Lizbon bizde çok güzel anılar bırakıyor. Oysa giderken hiç bu kadar beğeneceğim bir şehir olacağını düşünmemiştim. Gidecek olanlara en az dört gün kalmalarını tavsiye ederim. Layıkıyla gezmek isterseniz tabi... Umarım Lizbon yazılarımı sevdiniz :) Yeni seyahatlerde buluşmak dileğiyle, sevgiler...





16 yorum:

  1. Ben 2002'de iş için gitmiştim Lizbon'a, gerçekten tadı damağımda kalmıştı. Sayende yeniden gezmiş oldum. Ama görmediğim çok yer varmış tabii! Zaten gezi yazılarını çok seviyorum, fotoğraflar da ayrı güzel. Mutlu olarak okuyorum her seferinde, eline sağlık Ebru'cum!
    Yalnız şu Hintli adama gıcık oldum; neyse aklı başına gelmiştir itiş tepiş beş saat gidince. Allahım insanlar ne sinir ne gıcık ya... empati yoksunu.
    Öpüyorum seni çok, darısı nice başka şehirlere!

    YanıtlaSil
    Yanıtlar
    1. Lizbon gerçekten sürpriz yumurta oldu, bu kadar seveceğimizi bilsek bir iki gün daha kalırdık. Şans işte :) Hintliyi sorma, delirdim adama ya...inat etti kaldı, beş saat sıkıştı köşede :) Adam gibi git işte :)
      Bende öpüyorum canım beğenmene çok sevindim :)

      Sil
  2. Özellikle Belem kulesine bayıldım ne kadar güzel fotoğraflar bunlar böyle Lizbon harika bir yermiş :)

    YanıtlaSil
    Yanıtlar
    1. Ne kadar hoş bir yapı değil mi bane de bayıldım :) Lizbon gerçekten güzel bir şehirmiş...

      Sil
  3. You look beautiful, fantastic photos:)
    kisses

    http://irreplaceable-fashion.blogspot.com

    YanıtlaSil
  4. Great look dear! ♥
    kiss
    New post on my blog: http://vesnamar.blogspot.rs/2017/01/zara-coat.html

    YanıtlaSil
  5. Diğer bölümlerini de aynı keyifle okuduğum yazının son bölümü de harika olmuş.Mutlaka gidip görmek istiyorum bende ♥

    YanıtlaSil
    Yanıtlar
    1. Çok sevindim beğenmene, sıcacık harika bir şehir, gidersen beni hatırla :)

      Sil
  6. Hintliler bizimkilerden de kötü:( Bu arada gezmiş kadar oldum güzel enerjinle.
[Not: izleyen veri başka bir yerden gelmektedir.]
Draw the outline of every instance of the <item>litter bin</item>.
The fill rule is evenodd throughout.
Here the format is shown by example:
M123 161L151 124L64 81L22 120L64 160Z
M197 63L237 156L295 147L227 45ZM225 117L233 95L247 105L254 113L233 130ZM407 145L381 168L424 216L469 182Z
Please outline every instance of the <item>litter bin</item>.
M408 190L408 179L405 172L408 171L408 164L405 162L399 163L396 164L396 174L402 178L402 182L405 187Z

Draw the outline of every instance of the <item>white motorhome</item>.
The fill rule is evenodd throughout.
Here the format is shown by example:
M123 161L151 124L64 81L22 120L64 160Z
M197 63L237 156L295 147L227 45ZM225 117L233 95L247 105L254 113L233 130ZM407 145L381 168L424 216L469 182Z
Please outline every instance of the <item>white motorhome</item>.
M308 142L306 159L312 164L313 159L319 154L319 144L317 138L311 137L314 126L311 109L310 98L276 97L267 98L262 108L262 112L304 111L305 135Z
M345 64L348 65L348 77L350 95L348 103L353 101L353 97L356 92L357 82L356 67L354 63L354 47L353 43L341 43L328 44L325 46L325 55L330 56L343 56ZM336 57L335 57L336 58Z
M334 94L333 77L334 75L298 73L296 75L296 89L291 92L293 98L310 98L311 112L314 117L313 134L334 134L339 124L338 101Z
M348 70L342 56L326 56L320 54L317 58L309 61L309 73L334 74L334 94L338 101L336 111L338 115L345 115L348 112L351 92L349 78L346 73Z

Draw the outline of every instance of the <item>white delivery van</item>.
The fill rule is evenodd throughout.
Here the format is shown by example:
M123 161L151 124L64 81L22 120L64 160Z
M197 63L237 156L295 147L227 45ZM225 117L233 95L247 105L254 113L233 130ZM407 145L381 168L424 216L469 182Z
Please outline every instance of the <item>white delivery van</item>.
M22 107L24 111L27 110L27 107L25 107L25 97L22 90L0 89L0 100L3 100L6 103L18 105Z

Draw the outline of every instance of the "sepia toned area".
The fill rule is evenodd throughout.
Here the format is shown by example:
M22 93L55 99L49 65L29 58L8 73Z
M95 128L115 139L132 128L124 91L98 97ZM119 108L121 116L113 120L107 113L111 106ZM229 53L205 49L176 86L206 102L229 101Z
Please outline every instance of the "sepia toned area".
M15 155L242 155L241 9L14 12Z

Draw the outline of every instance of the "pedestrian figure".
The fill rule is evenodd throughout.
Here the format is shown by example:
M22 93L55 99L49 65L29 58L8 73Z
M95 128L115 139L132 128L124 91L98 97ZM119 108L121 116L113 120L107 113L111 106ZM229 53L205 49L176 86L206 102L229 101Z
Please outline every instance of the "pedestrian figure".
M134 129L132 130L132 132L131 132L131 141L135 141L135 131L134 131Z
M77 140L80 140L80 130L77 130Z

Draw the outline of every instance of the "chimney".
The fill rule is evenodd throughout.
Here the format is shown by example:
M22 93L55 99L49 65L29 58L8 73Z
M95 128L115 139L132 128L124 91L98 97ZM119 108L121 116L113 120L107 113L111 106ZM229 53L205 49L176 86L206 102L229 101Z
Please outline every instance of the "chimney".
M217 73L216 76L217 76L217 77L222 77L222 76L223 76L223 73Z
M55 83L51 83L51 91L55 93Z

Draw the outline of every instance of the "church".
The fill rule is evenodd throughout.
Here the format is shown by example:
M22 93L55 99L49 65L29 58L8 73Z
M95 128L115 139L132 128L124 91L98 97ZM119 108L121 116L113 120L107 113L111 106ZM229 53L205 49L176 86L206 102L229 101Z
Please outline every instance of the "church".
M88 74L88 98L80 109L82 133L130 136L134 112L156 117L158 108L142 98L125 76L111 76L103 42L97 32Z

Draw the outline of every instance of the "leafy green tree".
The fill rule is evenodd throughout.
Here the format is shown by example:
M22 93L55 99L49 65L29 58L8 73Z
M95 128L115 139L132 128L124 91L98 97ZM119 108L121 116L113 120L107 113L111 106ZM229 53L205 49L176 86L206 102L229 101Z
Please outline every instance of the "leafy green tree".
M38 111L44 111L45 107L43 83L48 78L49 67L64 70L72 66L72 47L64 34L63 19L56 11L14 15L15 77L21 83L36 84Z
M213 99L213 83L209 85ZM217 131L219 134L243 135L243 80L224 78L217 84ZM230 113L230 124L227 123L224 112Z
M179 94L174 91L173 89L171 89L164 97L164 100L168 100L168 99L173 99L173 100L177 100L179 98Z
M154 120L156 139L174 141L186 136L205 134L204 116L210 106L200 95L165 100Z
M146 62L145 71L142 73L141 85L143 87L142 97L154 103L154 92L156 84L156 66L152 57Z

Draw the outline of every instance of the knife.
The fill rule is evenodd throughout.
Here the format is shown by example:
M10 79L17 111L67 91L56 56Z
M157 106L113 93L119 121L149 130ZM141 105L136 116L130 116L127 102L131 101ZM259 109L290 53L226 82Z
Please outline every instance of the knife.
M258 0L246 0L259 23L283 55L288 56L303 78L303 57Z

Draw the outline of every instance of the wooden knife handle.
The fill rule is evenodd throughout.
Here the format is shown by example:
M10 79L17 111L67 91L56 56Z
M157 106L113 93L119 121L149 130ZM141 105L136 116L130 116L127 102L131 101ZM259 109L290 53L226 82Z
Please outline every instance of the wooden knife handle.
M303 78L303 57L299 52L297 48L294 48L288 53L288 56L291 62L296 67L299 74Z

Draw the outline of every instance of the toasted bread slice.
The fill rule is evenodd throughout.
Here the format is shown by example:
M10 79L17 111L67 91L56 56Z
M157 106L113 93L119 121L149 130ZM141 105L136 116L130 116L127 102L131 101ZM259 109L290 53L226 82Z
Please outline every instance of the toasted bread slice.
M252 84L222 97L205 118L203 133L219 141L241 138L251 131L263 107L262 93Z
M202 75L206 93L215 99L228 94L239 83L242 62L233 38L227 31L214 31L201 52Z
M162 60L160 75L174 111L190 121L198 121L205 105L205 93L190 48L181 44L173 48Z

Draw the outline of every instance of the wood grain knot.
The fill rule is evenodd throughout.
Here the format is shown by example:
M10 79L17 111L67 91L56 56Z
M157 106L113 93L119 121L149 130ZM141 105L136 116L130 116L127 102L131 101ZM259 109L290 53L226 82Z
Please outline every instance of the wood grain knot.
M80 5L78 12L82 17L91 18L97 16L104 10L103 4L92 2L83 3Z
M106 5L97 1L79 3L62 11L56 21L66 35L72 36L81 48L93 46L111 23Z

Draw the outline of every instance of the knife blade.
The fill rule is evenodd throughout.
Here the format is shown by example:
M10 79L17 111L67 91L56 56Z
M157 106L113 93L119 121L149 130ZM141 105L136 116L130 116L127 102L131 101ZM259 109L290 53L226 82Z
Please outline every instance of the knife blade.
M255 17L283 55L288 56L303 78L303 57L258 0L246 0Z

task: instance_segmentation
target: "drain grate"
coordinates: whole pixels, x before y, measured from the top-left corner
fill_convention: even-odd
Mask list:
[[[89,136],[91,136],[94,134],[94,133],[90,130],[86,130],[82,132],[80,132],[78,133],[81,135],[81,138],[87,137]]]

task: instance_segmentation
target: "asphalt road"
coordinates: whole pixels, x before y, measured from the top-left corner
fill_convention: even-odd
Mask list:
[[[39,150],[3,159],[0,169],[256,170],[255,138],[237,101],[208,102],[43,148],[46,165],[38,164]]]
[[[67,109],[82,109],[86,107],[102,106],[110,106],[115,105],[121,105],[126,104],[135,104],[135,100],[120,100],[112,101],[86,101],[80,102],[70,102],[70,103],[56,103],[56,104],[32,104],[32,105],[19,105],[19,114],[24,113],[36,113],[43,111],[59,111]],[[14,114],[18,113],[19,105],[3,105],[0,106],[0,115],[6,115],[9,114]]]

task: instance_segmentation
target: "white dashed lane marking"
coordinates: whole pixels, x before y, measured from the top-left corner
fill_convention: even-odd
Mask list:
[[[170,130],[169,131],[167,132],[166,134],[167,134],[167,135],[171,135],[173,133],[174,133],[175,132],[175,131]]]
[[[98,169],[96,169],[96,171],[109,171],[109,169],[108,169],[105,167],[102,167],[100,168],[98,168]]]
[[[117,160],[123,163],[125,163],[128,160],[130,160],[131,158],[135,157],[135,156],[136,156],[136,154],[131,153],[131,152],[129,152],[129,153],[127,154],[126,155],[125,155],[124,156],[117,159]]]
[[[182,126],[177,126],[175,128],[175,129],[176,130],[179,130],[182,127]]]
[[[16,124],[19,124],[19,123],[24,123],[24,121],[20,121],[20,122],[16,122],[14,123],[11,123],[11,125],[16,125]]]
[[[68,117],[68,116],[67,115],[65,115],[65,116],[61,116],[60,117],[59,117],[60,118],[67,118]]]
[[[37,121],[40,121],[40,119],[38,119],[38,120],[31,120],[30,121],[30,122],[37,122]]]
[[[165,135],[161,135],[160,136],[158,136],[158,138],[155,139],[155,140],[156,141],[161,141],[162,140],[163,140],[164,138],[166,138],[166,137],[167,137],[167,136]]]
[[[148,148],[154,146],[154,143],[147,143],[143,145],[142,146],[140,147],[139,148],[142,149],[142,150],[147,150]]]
Çok güzel ya...

    YanıtlaSil
    Yanıtlar
    1. Aynen Nilgüncüm valla şiddetle katılıyorum :( Lizbon güzeldi umarım yolunuz düşer ve beni hatırlarsın:)

      Sil
  7. Hintli adama sinir oldum, kıro..
    Güzel bir yazı olmuş :) güneşli pırıl pırıl bir gökyüzü harika görseller

    YanıtlaSil
    Yanıtlar
    1. Ay çok güldümmm :)))))) valla iyi dedin :))) teşekkür ederim canım beğendiğine sevindim...

      Sil
  8. Çok güzel yerler. Özellikle kale çok ilginç.

    YanıtlaSil
  9. Bence Lizbona gitmeden önce iyi bir planlama yapın. Google map’ta tramvaylar gözükmüyor. Eğer e ile biten bir otobüs hattı varsa bu tramvaydır. Electrico tramvay demek ve tramvay hatları 15e, 250e gibi adlandırılıyor. şehrin turistik haritasına da güvenmeyin. Çünkü hiç kullanışlı değil. Lisbon map tarzı bir app edinin. Toplu taşımada yankesicilik yaygın aman dikkat edin. Bir de commercio meydanında marabalar ot var, cigar var diyerek yanınıza yaklaşıyor sakın muhattap olmayın. Şehir biraz engebelli, eğer yürüyerek gezecekseniz bunu da gözönünde bulundurun.

    YanıtlaSil

Yorumlarınızı benimle paylaşmak ister misiniz?

Blogger tarafından desteklenmektedir.